Marie contuvo una carcajada, pero Sadie se dio cuenta de que Ellie mantenía la vista clavada en el suelo y seguía retorciendo con nerviosismo el bajo de la camiseta.
—¿Es cierto eso de que mata niñas? —preguntó Helen con los ojos abiertos de par en par.
Ellie se levantó del banco repentinamente.
—Esto ya no me gusta —dijo—. No me apetece jugar.
Justine se encogió de hombros.
—Pues vete a casa.
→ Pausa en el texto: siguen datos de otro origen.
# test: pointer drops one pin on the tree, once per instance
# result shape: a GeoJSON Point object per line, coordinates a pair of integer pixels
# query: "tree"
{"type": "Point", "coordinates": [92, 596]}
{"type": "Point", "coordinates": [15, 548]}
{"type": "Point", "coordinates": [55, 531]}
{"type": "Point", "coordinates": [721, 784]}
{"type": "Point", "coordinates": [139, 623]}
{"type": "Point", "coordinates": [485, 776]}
De todos modos, ahora no te necesitamos.
Sonrió a Sadie y a Helen, ignorando la mirada que le lanzó Marie. Solo Sadie se quedó mirando a Ellie cuando esta se marchó.
—Para responder a tu pregunta, Helen —dijo Justine. Recogió su bicicleta del suelo y le pasó una pierna por encima. Llevaba un pantalón vaquero corto con el bajo deshilachado y el bolsillo roto—. Sí, las mata. Mató incluso a su propia hija. —Empujó con desgana el pedal y se alejó de ellas por la orilla—. ¡Porque no hizo lo que él quería! —gritó por encima del hombro, y se perdió de vista.
1999
Le dio la impresión de que aquello estaba mal hecho casi de inmediato. Caminaban en dirección al sonido de la música, con la hierba rozándoles las pantorrillas, y él tenía ganas de dar media vuelta.
—¿Estás bien? —le preguntó ella, dándole la mano.
Miles la miró. Aquella mañana se había vestido de forma distinta, con un vestido de tirantes con estampado de margaritas y una rebeca blanca sobre los hombros, nada que ver con los pantalones de peto o los vaqueros anchos y las camisetas de tirantes finos que solía llevar. Era un esfuerzo a tener en cuenta.
—Sí —respondió él—. Estoy bien.
Aún se sentía mareado. Por solidaridad, quizás…, había oído decir que solía pasar. Por las noches, Sadie no paraba de leerle cosas, un torrente constante de «¿Sabías eso?», «Caray, esto sí que es curioso», y «Escucha bien esto», y todo era contradictorio, extraño, mágico; lo de comparar al bebé con la fruta y decir que poner música cerca del vientre lo haría más inteligente.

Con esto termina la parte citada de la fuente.